Staff reporter Islamabad
The Indus River System Authority (Irsa) has revealed that India is interfering with the water flow of Chenab at the point of Baglihar that has reduced the water inflow from the neighbouring country, sources said on Saturday.
The Water and Power Development Authority has said that outflow of water from major water reservoirs has been less than inflow.
A spokesperson of the WAPDA, amid reports of water shortage, said that inflow at Tarbela water reservoir has been recorded at 63,300 cusecs, while the outflow from the dam remained 60,000 cusecs.
He said the inflow of water at Mangla Dam was recorded at 50,700 cusecs, while the outflow from the reservoir remained 50,000 cusecs.

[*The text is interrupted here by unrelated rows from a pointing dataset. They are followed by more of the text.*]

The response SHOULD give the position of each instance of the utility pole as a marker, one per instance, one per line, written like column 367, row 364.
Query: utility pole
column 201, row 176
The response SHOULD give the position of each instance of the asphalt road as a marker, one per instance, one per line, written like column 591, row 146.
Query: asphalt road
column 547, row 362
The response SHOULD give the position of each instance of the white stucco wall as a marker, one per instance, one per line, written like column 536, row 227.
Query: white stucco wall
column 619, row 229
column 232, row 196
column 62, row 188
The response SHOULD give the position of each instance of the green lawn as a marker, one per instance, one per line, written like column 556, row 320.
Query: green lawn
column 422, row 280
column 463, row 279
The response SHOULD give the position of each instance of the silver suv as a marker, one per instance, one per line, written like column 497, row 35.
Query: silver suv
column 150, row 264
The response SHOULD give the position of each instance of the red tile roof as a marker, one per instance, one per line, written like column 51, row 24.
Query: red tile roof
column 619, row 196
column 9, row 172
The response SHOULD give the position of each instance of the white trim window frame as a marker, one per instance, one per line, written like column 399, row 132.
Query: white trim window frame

The inflow of water at Chashma Lake recorded 92,600 cusecs, while the outflow from the reservoir remained 90,000 cusecs, according to the spokesperson.
Moreover, the water inflow in Chenab River at Marala headworks was recorded 24,600 cusecs, while the outflow remained 5,000 cusecs, the spokesperson stated.
The water reservoir at Tarbela recorded 71,000 acres of feet and 4,75,000 acres of feet at Mangla Dam, according to the spokesperson.
The water at Chashma Lake reservoir has been recorded at 128,000 acres of feet. Overall water at Tarbela, Mangla and Chashma reservoirs has been 674,000 acres of feet, the spokesperson added.
The Indus River System Authority has stated that the water shortages for Sindh and Punjab went up to 32 percent on Friday as river flows continued to drop and reservoirs at both Mangla and Tarbela dams neared dead level.
The IRSA said it reviewed the overall water situation and decided to apply 32 percent shortages to the two larger provinces instead of 23 percent shortage at present.
According to the Ministry of Water Resources, Pakistan’s stored water has plummeted to 1 million acre-feet, though it stood at 7 million acre-feet during the corresponding period last year.
The prevailing water situation in the country could delay rice sowing, as cotton sowing in Punjab was already in process and completed in Sindh. However, there is no imminent threat to drinking water supplies in the provinces.